Same thing happened to me a while back in the infamous Galway Camera Shop. I went in asking did they have any or get any ND Filters. The guy serving said he wasnt interested in getting any in. he said that as nearly everyone was digital it didnt make sense to stock them.
I then said I was one of three people that wanted to get them but he still wouldnt budge – crazy!!!
JMcLParticipantneilwhite wrote:
Hi guys, just on the subject of filters, I was in a local shop looking to get an ND Grad filter and was told not to bother that once i had photoshop that there was no need for filters of any sort. Is he telling me porkies or can i get the same effect with photoshop?
Hi Neil,
Yes and no. You can’t replicate a polariser in Photoshop, so a polariser is a must. If you want to cut the amount of light entering the lens, then an ND is useful, though if you’ve got a polariser, it’ll lengthen your exposure by 1-2 stops also.

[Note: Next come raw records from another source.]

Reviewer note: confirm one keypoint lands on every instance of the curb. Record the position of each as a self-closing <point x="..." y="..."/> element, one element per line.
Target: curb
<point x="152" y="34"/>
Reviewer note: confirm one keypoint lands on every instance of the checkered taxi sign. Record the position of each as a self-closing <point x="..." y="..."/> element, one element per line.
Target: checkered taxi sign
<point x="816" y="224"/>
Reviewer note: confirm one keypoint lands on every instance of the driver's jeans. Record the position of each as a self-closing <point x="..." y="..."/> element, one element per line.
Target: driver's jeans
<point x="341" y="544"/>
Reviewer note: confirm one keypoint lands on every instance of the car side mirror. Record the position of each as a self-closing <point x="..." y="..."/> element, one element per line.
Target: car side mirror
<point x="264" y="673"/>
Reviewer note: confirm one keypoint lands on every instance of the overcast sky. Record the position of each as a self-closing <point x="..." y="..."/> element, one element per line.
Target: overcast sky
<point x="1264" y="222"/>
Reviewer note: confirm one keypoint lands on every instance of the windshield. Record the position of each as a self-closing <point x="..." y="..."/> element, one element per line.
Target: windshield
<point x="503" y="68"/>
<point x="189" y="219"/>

As regards other filters, I really don’t see any need for coloured filters on digital. Shoot in raw, and you can adjust the white balance later, which is effectively what the various 80/81 filters did for film.
ND grad filters still have their place. You can achieve this effect in PS by bracketing your exposure (or processing a raw image 2 or more times with different exposure compensations) and combining the results in PS. I use layer masks with gradient fill, and have had very good results. This approach can have the advantage that since your transition line doesn’t have to be straight, you can avoid darkening bits of the image you don’t want darkened (thing V shaped valleys etc)
Where grads still become invaluable, is where you have to take bracketed images where things are moving, eg trees or reeds on a windy day, or waves perpendicular to the line of your split. These conditions are at best difficult, and at work next to impossible to replicate in PS.
As the others have said however, if you can get the results in camera, so much the better. Unless you’ve got a V shaped valley situation, then taking a shot with a grad will make your life easier later on. If you have the filters, you have the luxury of being able to make the choice.
John
neilwhiteParticipantThanks for that John, I had a feeling my local shop were not exactly blessed with a whole lot of knowledge on the whole filter thing.
afrojazzParticipantJust to reply- if you use filters with great quality – you really dont loose too much light-and you still protect your 1000eu lens! IMHO using B+W filters is great idea. I agree if you put whatever on the lens – it takes light and change the quality-but if I had a lens worth 1000eu I would go for B+w filters MRC ,3mm.